La plage et la topographie sous-marine du littoral (bathymétrie) agissent comme un amortisseur, absorbant l'énergie des vagues de la tempête au moment de leur arrivée. Les tempêtes (extrêmes) arrivent souvent en séquence. La première tempête peut avoir un fort impact, en érodant la côte, ce qui rend les communautés plus exposées à la tempête suivante. L’estimation des bathymétries littorales permet l’actualisation des risques entre deux tempêtes, et fournit les informations nécessaires à une évacuation efficace.
Comme les tempêtes, le changement climatique a un impact sur les niveaux d'eau à la côte. L'estimation des profondeurs d'eau à proximité du littoral est essentielle pour contrôler l'adaptation naturelle de la côte et/ou l’impact des actions mises en œuvre (avec des infrastructures en dur ou le rechargement des plages).
Le climat agit à l’échelle globale.

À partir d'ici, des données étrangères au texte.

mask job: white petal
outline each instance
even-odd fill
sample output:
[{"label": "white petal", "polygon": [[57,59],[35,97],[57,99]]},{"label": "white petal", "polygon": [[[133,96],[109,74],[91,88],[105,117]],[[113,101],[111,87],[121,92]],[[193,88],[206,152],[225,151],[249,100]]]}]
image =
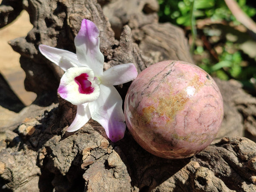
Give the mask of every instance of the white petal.
[{"label": "white petal", "polygon": [[89,103],[92,119],[103,127],[112,141],[116,142],[123,137],[126,128],[122,108],[122,99],[113,86],[100,84],[99,87],[99,98]]},{"label": "white petal", "polygon": [[81,65],[73,52],[44,45],[39,45],[39,49],[44,56],[65,71],[70,67]]},{"label": "white petal", "polygon": [[[82,77],[84,75],[86,79]],[[77,78],[81,78],[81,76],[79,81]],[[98,81],[96,80],[93,72],[90,68],[70,68],[62,76],[58,92],[62,98],[73,105],[78,105],[92,102],[99,95]]]},{"label": "white petal", "polygon": [[104,56],[99,50],[99,30],[92,21],[84,19],[75,38],[77,58],[80,63],[92,69],[96,76],[103,73]]},{"label": "white petal", "polygon": [[78,130],[88,122],[90,117],[88,103],[77,105],[76,117],[67,131],[73,132]]},{"label": "white petal", "polygon": [[104,71],[100,80],[103,84],[117,85],[134,80],[137,75],[134,65],[128,63],[116,65]]}]

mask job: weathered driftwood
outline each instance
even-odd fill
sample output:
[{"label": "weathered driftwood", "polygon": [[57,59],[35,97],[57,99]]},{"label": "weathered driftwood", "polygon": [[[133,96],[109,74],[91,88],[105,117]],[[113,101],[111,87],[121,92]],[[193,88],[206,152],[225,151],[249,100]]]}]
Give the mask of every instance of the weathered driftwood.
[{"label": "weathered driftwood", "polygon": [[[133,62],[140,71],[163,60],[192,62],[182,30],[157,23],[156,0],[98,1],[9,0],[0,6],[1,27],[20,12],[21,6],[15,7],[15,3],[22,2],[29,14],[33,29],[10,44],[20,54],[26,88],[38,95],[18,113],[0,108],[4,114],[0,190],[256,191],[256,144],[241,137],[245,130],[256,135],[256,100],[234,81],[216,79],[224,102],[224,122],[215,141],[220,141],[191,158],[154,156],[128,131],[124,139],[112,143],[92,120],[76,132],[66,132],[76,108],[58,99],[56,89],[63,72],[40,54],[38,45],[75,51],[74,38],[82,19],[93,21],[101,31],[105,69]],[[129,85],[116,87],[123,98]],[[224,137],[229,137],[221,139]]]}]

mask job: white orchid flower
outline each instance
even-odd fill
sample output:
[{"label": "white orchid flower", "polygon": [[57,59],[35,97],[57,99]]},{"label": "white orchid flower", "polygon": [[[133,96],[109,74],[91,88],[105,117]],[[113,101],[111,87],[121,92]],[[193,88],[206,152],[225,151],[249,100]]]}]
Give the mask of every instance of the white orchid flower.
[{"label": "white orchid flower", "polygon": [[122,101],[113,85],[133,80],[137,72],[131,63],[103,72],[104,57],[99,50],[99,35],[95,24],[84,19],[75,38],[76,54],[44,45],[39,48],[45,57],[65,71],[58,90],[59,95],[77,105],[76,117],[67,131],[78,130],[91,117],[116,142],[123,137],[126,125]]}]

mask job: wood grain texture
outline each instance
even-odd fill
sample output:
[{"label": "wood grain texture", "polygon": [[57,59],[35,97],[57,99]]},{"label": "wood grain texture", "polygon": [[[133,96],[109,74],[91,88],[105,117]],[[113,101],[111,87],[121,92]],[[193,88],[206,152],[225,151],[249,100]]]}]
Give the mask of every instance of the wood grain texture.
[{"label": "wood grain texture", "polygon": [[[157,23],[156,1],[133,0],[140,5],[132,13],[127,12],[131,10],[124,3],[121,9],[111,6],[117,1],[111,0],[99,1],[100,4],[94,0],[3,1],[0,15],[11,20],[20,9],[14,9],[15,14],[6,13],[11,11],[6,8],[9,1],[22,2],[20,7],[29,13],[34,26],[26,37],[10,44],[21,55],[26,89],[38,97],[19,113],[0,109],[6,116],[0,125],[1,191],[256,190],[256,144],[241,137],[246,128],[253,129],[256,102],[233,82],[216,81],[225,106],[217,138],[220,143],[192,157],[168,160],[154,156],[139,145],[128,131],[124,139],[111,143],[104,129],[92,120],[76,132],[66,132],[76,107],[58,98],[63,72],[39,53],[38,45],[74,52],[74,38],[86,18],[101,32],[105,69],[133,62],[140,71],[161,60],[192,62],[182,30]],[[120,12],[115,15],[122,21],[117,26],[119,37],[115,38],[117,32],[111,28],[114,19],[105,17],[106,9]],[[123,98],[129,85],[116,87]],[[221,139],[232,135],[240,137]]]}]

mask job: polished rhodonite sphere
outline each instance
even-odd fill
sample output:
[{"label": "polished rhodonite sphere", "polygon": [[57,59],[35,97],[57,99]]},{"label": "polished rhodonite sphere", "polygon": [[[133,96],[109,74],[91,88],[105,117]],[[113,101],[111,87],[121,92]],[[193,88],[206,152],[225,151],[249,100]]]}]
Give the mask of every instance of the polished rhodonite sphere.
[{"label": "polished rhodonite sphere", "polygon": [[209,145],[221,127],[223,102],[212,77],[179,61],[140,73],[125,101],[127,127],[145,149],[163,158],[185,158]]}]

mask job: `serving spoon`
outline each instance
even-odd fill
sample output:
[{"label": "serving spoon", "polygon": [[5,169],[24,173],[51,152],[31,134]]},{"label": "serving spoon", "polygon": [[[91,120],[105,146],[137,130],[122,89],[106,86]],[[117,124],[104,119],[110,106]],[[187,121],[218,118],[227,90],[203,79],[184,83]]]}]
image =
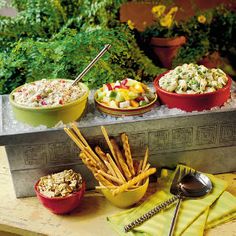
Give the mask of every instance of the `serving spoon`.
[{"label": "serving spoon", "polygon": [[76,85],[84,76],[85,74],[92,68],[92,66],[109,50],[111,47],[110,44],[106,44],[104,48],[98,53],[98,55],[85,67],[85,69],[75,78],[72,86]]},{"label": "serving spoon", "polygon": [[179,212],[180,204],[184,197],[200,197],[204,196],[205,194],[209,193],[212,189],[212,183],[210,179],[199,172],[188,173],[185,174],[179,182],[175,184],[175,186],[171,187],[170,192],[175,196],[168,199],[167,201],[159,204],[158,206],[154,207],[141,217],[137,218],[133,222],[129,223],[128,225],[124,226],[125,232],[130,231],[134,227],[141,225],[143,222],[160,212],[162,209],[165,209],[170,204],[174,203],[178,200],[176,205],[174,217],[171,222],[171,227],[169,231],[169,236],[173,234],[173,230],[175,227],[177,215]]},{"label": "serving spoon", "polygon": [[188,173],[182,177],[177,184],[177,191],[171,189],[172,194],[177,194],[178,202],[175,207],[174,216],[171,222],[169,236],[174,233],[174,228],[177,220],[177,216],[180,209],[180,204],[185,197],[195,198],[202,197],[212,190],[211,180],[204,174],[199,172]]}]

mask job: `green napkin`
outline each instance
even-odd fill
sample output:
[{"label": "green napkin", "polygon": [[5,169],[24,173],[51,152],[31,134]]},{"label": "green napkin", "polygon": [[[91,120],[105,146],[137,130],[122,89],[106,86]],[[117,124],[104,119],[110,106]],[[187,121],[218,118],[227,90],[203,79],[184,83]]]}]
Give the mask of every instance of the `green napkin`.
[{"label": "green napkin", "polygon": [[[189,172],[193,169],[178,165],[175,172],[162,170],[159,179],[160,188],[149,199],[138,207],[123,211],[107,218],[116,232],[120,235],[168,235],[170,224],[174,215],[175,204],[157,213],[142,225],[135,227],[128,233],[124,232],[124,226],[137,219],[156,205],[169,199],[173,195],[169,193],[171,182],[177,171]],[[206,228],[214,227],[236,217],[236,198],[225,192],[225,181],[207,174],[213,184],[210,194],[182,201],[174,235],[203,235]]]}]

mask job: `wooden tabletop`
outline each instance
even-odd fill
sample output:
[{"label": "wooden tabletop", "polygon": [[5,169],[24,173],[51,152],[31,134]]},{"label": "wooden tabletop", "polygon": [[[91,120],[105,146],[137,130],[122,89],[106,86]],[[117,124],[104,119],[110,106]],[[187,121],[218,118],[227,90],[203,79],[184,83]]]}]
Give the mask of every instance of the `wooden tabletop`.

Une connaissance de la bathymétrie littorale mondiale peut aider à comprendre le comportement naturel de la zone côtière à grande échelle et le relier aux changements du niveau de la mer et/ou aux phénomènes climatiques tels que El Nino/La Nina.
Le CNES a pour mission de développer les usages des technologies spatiales au bénéfice des acteurs français publics et privés, notamment sur des questions primordiales concernant le changement climatique. Dans cette optique, le Lab’OT du CNES a développé plusieurs méthodes pour cartographier les fonds marins du littoral à plusieurs échelles spatiales.
Comment mesurer la profondeur du littoral par satellite ?
Les vagues sont générées en pleine mer, en eaux profondes, et se propagent jusqu'à ce qu'elles atteignent la côte. A l’approche du littoral, leur vitesse est directement liée à la profondeur du fond marin. Lorsque celle-ci diminue, la friction du fond ralentit la propagation des vagues qui se rapprochent les unes des autres.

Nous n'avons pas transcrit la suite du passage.